Engaging with communities

There is consensus among the ad professionals we speak to that a lack of diverse leadership can also account for the lack of genuine engagement with the communities they wish to depict in their ads – and that this results in groups left untargeted, their needs unmet.

“I think about my grandmother,“ says Ahmed. “There are so many women like her who came to this country and don’t speak English, but she still watches TV, she still sees the billboards. We need to ask ourselves how we are serving these people. That would allow us to be a lot more integrated into these communities.”

According to Singh, this should be enough to encourage agencies to diversify their talent pool, as it would allow them to work into untapped markets. “If they can’t see the moral imperative in making agencies more diverse, then they could at least see the business imperative.”

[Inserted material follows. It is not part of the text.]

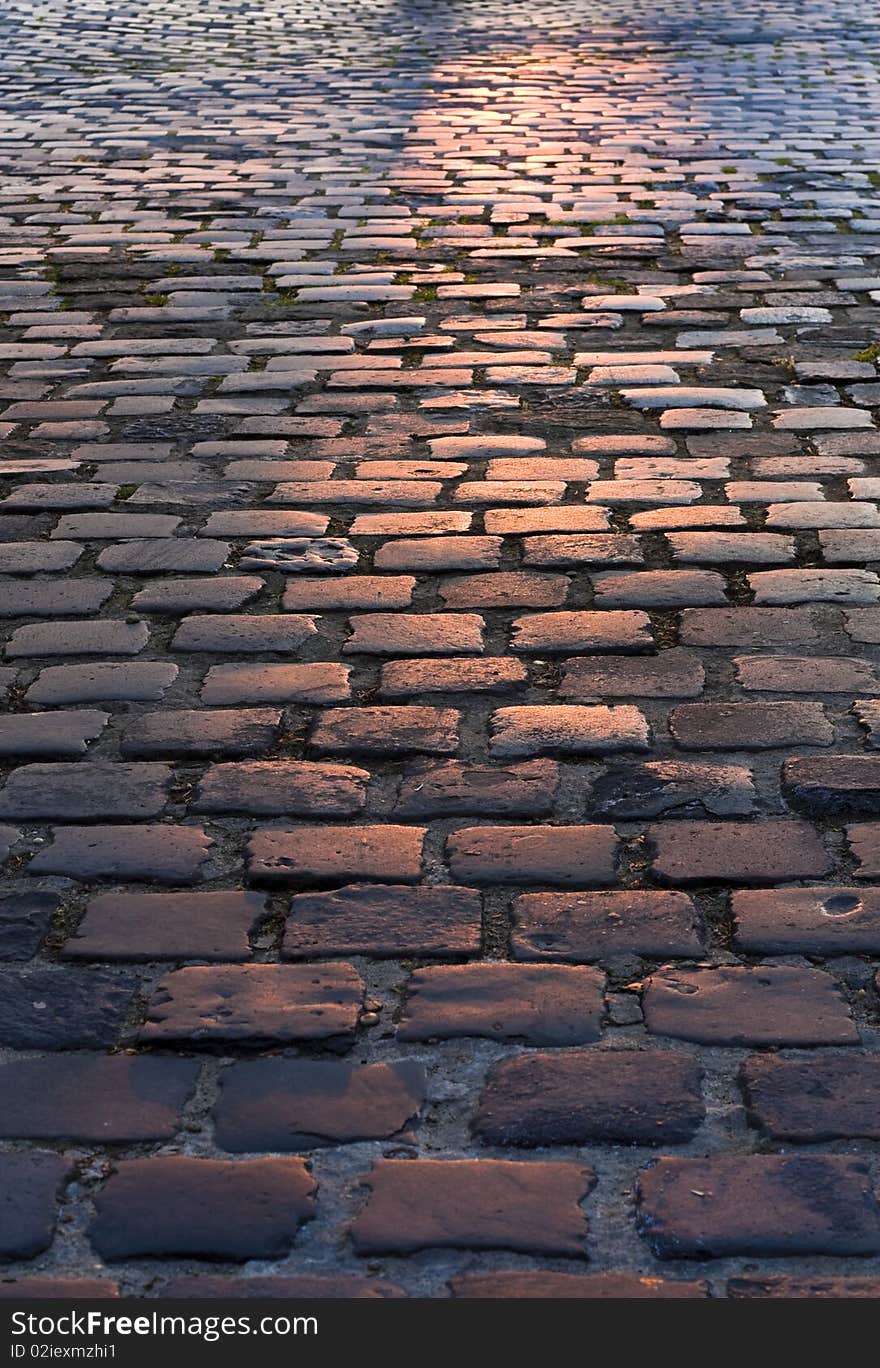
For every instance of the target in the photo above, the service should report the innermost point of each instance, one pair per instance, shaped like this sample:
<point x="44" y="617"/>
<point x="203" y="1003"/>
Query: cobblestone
<point x="438" y="547"/>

It doesn’t escape his notice, however, that a lot of noise about wanting to be diverse is made by agencies based in London boroughs like Shoreditch, which rarely look past their own front door.

“These trendy ad agencies are on the borders of Tower Hamlets, one of the most ethnically diverse areas in England as well as one of the most socially and economically deprived. So it’s all well and good agencies asking how they get more multicultural faces on screen, but if you’re not engaging with the people in your own area and inviting them into this incredibly attractive world you’re building, then in my view you are failing.”

Kapoor says that on the EA Games shoot, Quaiser, the young boy who starred, wanted to get more involved with production. He’s now set to take up multiple production placements within the industry. Kapoor says this is just another example of how the industry could help to elevate young people from ethnic minority backgrounds and, in turn, bring themselves more into contact with diverse communities.

“There are plenty of kids to take a chance on and the industry has done it before with plenty of wealthy, middle-class white people who take up roles through their parents or aunts and uncles and through nepotism.“

He concludes that this perpetuates the rich, white middle-class environment within agencies, which is in turn reflected in the ads they created.“We now need to focus on creating a safe space where Black and Brown people can come into work and see people who look and talk like them.”